Faz algum tempo que tentam salvar o cinema. A paranoia da morte das salas vem desde o advento da TV, pelo menos. De quando em quando, cassandras escrevem sobre nefastas criaturas (videocassete, aparelho de DVD, internet) capazes de destruírem qualquer vestígio dessa comunhão, desse prazeroso ato que é ver um filme em público.
Mas ele resiste. Criam armas tecnológicas para o coitado sobreviver, como desengonçados óculos 3D, sistemas de som com a capacidade de importunarem alguém na Lua, poltronas do tamanho de uma casa pequena, serviço de garçons oferecendo pipocas trufadas e todo o tipo de artimanha que aproxime a arte de um produto.
Dá resultado? Por um tempo, sim. Mas na sociedade capitalista – parece que li alguma coisa assim nos livros –, há o fetiche, o eterno desejo por mais e mais. Então, quanto mais criam produtos para a gente consumir nos cinemas, mais novidades queremos. Como o planeta, essa estratégia um dia chega ao fim.
Aí aparece Holy Motors, essa obra prima esquisita do Leos Carax, e entendemos que só o cinema consegue salvar o cinema. Podem inventar uma tela do tamanho do Maracanã. Mandarem a gente assistir aos filmes por qualquer motivo – quase nunca são os filmes em si. Podem tentar esvaziar ao máximo o significado das imagens. Mas sempre vão existir coisas como Holy Motors para nos lembrarem que o cinema é muito mais.
A gente vai ao cinema, pasmem, por causa dos filmes!
Não vou ficar aqui deitando elogios sobre Holy Motors – até porque nem sei por onde começar. Acho que há dois artigos bem interessantes que tocam na essência do longa. O primeiro é da jornalista e escritora Eliane Brum, num pequeno ensaio pessoal interessantíssimo, dando conta da experiência – bem particular – que é acompanhar essa ousadia de Carax (leia aqui).
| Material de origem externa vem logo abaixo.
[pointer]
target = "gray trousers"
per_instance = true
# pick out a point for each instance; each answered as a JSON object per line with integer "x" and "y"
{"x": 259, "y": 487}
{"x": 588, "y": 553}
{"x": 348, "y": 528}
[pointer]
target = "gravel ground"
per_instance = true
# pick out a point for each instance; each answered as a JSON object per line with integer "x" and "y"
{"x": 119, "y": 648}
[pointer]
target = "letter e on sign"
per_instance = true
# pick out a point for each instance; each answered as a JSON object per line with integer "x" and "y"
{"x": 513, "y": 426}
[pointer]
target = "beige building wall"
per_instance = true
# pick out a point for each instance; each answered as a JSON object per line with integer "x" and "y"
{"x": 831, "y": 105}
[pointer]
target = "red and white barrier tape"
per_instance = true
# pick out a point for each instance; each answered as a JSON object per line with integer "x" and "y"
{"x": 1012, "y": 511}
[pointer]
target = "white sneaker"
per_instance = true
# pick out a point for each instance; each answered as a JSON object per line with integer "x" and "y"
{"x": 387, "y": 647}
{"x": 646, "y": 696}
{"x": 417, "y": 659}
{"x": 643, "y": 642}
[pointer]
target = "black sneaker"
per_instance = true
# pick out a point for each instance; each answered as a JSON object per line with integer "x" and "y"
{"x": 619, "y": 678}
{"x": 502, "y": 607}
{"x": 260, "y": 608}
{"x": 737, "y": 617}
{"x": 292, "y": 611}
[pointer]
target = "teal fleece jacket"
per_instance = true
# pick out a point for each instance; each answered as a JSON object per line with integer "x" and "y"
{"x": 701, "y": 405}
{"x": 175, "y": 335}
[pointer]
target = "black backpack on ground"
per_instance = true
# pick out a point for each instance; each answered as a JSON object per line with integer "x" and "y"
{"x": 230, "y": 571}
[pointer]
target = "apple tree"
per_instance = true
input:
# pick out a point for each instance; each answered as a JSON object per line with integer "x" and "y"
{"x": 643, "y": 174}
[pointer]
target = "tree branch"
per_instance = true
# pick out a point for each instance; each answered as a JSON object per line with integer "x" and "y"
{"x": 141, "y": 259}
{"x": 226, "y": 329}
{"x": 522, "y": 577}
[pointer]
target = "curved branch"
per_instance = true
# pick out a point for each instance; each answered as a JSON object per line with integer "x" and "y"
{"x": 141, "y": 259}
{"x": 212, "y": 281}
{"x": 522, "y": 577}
O outro está na revista Bravo! de dezembro, com o Gilberto Gil na capa. Escrito pelo crítico Paulo Santos Lima, o artigo (fechado para assinantes na internet, então comprem em papel) tece uma interessante visão sobre os conceitos cinematográficos explorados em Holy Motors.
Pra aguçar um tanto os neurônios e tocar no assunto que mais me interessa, há um excelente debate na página do New York Times especificamente sobre a narrativa do filme.
Numa boa pauta (por que não copiam essas coisas por aqui?), reuniram os dois principais críticos do jornal, Manohla Dargis e A.O. Scott, para discutirem sobre alguns filmes contemporâneos que estão explodindo o jeito de contar uma história.
Partindo de Holy Motors (o exemplo mais radical), Cloud Atlas, Anna Karenina, Life of Pi e The Master, eles conseguem mostrar como estamos vivendo tempos curiosos quando o assunto é a narrativa – Holy Motors seria uma espécie de “mind-game film”, segundo teorias de Thomas Elsaesser (mais aqui).
Seja para xingar (como relata Eliane Brum) ou para se sentir inebriado com “o melhor filme do ano, de cair para trás” (como me contou Paulo Santos Lima), a obra de Leos Carax tenta nos tirar do torpor do consumo. Ela nos chama para participar de algo. É uma tentativa, que às vezes pode falhar, claro.
Mas Leos Carax coloca o cinema em movimento. Ou melhor, mostra que o cinema ainda pode se mover.
Num trecho do livro de entrevistas de Hitckcock com Truffaut (Companhia das Letras, tradução de Roda Freire D’Aguiar), o diretor inglês diz que “as sequências de um filme jamais devem ficar se arrastando, mas devem sempre ir adiante, tal qual um trem que avança roda após roda, ou, mais exatamente, como um trem de cremalheira que escala a estrada de ferro na montanha dente após dente”.
Não há trens em Holy Motors – destacados, pelo menos. Porém existe uma limusine que conduz toda a trama. Um carro enorme, gananciosamente individualista, que toma o espaço público para a privacidade de um indivíduo.
Talvez o cinema hoje não seja mais como um trem (que também foi a imagem inaugural das telas), capaz de carregar multidões, seguir invadindo nosso imaginário, ser o símbolo do progresso. Hoje, pode ser mais como uma limusine, levando alguém que ainda acredita na beleza do gesto.
Um carrão imponente, mas que já apresenta certa decadência, que está com os dias contados. Mas o que importa é que ele ainda está em movimento. E mesmo cansado, no final, está vivo.